Decision-makers are business people, who are smart and driven. They got to their positions mainly by being like that and never standing still, never resting on the status quo. They’re constantly thinking about how to improve. So, smart sellers take all of that into account.
They use tactics like the phone, which is still a preferred way of how sellers connect with buyers. Cold calling is anything but dead.
People say that it’s hard for a seller to get through to a buyer.
But not impossible. Of course, it’s hard. Most businesspeople that would be good prospects learn to pattern recognize and get really good at ignoring outreach. This is REALITY. Filtering must occur or no one would get anything done.
Yet, according to the RAIN Group survey, 82% of buyers accept meetings with sellers who reach out to them. And why wouldn’t they? Where do new ideas come from? Where does exposure to new tools, ways of thinking, and services that could help come from?
They can come from vendor/suppliers. Buyers should never ignore the valuable role they play in their clients’ lives by bringing education, new ways of doing things, better products and technologies, better insights into the organization by virtue of doing a deal with that company. They should also know that by talking to specific roles all day, every day, they have a unique perspective that is potentially valuable to buyers.
There’s a belief that cold meetings don’t convert to sales wins. Do you agree?
In fact, they do convert. But I think it’s the call to action more than anything else in the RAIN Group survey. They found that 58% of sales meetings aren’t valuable to buyers. And I think that most of those respondents were part of the sessions that were one-sided. They didn’t get these core questions:
- “Why me?”
- “Why now?”
- “Why should I care?”
Answered. These core questions are at the heart of everything that prospectors should be doing.
How do these myths impact the business in general and the revenue of B2B companies?
I think there are many people that are very protective of their time and their schedule. So they aren’t likely to give that time to just any vendor / supplier. The corresponding impact are fewer conversations, thus less change and less improvement. I should also point out this is largely because it’s hard to change.
Does fear of Outbound techniques impact the revenue of the company?
Every survey I’ve read on this topic for the last ten years claims that the number one pain point for every sales organization is finding more new opportunities (according to Richardson, American Association of Inside Sales Professionals, CSO Insights, Forbes, HubSpot). And it’s the direct result of not having enough or good enough Outbound prospecting.

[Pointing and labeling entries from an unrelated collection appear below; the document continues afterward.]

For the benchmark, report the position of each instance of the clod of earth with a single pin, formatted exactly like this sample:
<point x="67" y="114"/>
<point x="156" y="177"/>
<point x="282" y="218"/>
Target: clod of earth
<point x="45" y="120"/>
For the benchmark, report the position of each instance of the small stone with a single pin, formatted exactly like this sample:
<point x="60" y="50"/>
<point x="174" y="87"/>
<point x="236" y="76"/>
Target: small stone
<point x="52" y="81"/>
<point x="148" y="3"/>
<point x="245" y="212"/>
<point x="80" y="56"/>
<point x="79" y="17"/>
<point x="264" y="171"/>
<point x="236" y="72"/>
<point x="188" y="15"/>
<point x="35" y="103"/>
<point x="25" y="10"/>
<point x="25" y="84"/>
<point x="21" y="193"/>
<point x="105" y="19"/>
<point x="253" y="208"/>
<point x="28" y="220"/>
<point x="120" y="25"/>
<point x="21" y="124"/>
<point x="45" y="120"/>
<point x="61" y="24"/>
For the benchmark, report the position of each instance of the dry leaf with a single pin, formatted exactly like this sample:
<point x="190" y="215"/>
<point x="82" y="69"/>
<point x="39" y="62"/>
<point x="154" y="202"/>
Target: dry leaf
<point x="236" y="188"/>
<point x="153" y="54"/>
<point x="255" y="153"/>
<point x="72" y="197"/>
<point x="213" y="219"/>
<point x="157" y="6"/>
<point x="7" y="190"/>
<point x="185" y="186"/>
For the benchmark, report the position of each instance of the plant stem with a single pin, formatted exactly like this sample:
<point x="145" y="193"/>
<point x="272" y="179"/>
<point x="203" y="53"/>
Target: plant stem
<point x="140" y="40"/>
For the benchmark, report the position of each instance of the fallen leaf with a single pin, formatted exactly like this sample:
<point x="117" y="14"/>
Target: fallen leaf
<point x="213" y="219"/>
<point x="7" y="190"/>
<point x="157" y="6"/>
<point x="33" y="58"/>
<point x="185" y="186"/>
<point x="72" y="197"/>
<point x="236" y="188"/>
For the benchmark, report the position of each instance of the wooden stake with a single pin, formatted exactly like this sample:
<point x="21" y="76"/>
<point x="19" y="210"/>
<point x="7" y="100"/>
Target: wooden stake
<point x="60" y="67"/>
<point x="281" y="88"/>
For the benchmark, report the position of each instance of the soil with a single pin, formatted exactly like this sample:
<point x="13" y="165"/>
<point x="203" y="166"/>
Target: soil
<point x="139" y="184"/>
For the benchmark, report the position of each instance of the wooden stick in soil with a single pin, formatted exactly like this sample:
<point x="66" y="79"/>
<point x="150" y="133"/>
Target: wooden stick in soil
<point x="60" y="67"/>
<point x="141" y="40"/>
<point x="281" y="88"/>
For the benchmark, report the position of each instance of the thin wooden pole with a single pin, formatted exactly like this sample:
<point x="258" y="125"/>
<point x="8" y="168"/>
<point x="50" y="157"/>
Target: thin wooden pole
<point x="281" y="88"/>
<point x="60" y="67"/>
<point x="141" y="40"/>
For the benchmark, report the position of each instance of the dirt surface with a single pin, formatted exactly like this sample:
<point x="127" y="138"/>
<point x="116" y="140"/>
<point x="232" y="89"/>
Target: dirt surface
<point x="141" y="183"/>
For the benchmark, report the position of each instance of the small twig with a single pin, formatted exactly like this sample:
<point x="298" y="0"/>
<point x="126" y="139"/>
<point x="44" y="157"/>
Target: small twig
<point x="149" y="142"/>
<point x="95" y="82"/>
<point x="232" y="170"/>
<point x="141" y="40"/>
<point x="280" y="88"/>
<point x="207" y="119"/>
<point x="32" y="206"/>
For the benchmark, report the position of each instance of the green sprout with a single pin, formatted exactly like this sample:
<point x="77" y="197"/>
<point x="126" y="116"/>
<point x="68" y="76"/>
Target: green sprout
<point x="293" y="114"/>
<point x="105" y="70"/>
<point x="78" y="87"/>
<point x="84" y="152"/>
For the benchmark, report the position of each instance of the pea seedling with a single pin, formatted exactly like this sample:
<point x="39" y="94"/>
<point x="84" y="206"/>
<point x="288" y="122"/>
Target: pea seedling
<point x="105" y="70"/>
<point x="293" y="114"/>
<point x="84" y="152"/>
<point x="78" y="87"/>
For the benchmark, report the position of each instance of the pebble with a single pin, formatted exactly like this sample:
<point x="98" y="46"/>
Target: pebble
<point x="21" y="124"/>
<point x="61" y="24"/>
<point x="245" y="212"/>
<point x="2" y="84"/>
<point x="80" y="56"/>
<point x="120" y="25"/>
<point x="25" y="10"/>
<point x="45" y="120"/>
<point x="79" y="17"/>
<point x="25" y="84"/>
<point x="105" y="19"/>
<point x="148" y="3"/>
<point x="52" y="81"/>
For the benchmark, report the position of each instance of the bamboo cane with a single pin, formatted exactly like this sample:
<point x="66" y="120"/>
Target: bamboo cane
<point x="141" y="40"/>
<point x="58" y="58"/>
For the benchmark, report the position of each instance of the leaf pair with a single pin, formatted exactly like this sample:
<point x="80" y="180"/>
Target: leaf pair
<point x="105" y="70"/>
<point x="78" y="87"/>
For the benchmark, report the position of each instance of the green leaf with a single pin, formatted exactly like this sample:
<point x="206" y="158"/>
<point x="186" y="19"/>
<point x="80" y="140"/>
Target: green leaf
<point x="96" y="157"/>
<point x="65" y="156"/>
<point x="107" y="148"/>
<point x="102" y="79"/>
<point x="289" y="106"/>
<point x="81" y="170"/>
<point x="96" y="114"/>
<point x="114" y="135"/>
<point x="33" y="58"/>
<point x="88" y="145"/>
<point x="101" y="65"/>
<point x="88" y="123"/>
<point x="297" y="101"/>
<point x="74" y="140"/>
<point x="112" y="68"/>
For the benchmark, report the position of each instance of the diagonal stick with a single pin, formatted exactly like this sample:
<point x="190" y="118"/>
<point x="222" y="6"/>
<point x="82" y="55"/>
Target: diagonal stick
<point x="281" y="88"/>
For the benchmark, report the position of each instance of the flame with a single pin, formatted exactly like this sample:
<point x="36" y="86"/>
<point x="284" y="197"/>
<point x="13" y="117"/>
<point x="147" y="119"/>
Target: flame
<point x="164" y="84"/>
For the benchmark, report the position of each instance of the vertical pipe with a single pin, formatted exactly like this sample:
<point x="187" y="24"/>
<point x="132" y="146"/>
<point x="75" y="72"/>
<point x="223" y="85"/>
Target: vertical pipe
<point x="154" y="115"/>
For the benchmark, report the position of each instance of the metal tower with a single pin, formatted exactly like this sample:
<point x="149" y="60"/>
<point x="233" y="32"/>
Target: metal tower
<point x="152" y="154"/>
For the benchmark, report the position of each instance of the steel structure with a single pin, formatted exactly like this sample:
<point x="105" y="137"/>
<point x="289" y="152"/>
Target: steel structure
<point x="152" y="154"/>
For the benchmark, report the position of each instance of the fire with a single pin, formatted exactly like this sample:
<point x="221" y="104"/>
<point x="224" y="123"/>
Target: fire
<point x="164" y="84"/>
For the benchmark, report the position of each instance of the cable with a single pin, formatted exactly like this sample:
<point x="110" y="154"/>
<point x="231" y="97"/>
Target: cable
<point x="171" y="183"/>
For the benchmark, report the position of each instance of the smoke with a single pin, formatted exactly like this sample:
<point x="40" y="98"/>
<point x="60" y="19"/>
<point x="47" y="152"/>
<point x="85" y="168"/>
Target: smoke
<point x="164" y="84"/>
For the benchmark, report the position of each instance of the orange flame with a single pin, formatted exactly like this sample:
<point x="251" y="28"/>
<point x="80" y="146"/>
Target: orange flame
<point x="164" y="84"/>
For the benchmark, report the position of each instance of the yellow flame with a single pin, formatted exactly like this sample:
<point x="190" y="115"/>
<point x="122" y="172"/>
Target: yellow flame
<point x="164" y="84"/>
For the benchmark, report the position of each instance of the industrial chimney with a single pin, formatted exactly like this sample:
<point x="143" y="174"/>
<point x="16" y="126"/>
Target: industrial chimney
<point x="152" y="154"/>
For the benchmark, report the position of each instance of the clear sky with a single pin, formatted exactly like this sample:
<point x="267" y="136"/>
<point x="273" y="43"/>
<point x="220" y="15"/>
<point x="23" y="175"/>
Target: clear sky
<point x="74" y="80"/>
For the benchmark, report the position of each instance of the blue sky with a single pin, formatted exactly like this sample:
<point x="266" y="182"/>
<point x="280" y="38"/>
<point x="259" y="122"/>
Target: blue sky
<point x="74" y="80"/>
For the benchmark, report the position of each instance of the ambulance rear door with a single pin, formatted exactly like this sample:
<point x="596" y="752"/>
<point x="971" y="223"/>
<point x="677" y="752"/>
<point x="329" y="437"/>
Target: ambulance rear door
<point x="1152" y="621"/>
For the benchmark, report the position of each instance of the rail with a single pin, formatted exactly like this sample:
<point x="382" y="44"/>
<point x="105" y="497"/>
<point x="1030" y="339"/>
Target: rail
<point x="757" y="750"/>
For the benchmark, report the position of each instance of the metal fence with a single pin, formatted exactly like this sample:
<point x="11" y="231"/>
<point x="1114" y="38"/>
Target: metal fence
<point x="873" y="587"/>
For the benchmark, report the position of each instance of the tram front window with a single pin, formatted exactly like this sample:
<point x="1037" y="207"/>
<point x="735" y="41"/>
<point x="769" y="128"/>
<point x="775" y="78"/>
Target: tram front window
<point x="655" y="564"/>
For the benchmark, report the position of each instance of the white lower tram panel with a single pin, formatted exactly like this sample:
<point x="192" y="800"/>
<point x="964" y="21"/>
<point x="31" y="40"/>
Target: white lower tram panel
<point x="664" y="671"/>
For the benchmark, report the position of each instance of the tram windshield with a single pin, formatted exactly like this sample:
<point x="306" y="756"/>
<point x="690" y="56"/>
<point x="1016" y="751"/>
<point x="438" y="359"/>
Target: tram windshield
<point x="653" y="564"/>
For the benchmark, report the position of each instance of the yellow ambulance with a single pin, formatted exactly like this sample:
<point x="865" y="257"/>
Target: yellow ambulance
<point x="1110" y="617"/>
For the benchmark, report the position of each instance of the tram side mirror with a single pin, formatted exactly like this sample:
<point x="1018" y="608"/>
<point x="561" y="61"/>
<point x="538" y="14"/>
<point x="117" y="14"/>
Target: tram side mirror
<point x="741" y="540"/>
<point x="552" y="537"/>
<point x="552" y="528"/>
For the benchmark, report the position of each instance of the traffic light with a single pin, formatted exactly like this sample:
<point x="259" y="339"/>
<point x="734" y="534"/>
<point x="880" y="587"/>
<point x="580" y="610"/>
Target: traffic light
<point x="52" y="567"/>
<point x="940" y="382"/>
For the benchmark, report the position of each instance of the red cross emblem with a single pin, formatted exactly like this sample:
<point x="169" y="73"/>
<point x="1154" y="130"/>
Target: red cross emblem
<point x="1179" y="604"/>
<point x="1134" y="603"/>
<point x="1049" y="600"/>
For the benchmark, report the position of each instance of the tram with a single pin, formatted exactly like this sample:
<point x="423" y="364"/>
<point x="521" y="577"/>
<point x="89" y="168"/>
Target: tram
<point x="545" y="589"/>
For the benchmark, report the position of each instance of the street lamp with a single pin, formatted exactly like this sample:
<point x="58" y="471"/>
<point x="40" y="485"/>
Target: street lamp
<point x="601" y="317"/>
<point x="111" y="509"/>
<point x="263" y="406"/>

How can we change this situation?
I believe it should be done through both education and awareness. How should you think about going to market? There’s a lot of businesses that have had outsized success with sales specialization—going directly after the customers who are a perfect fit for their product or service. This should be on the radar of go-to-market activities.
These success stories need to be more shared and exposed. As a result, more people will be more comfortable with Outbound prospecting as a part of their strategy.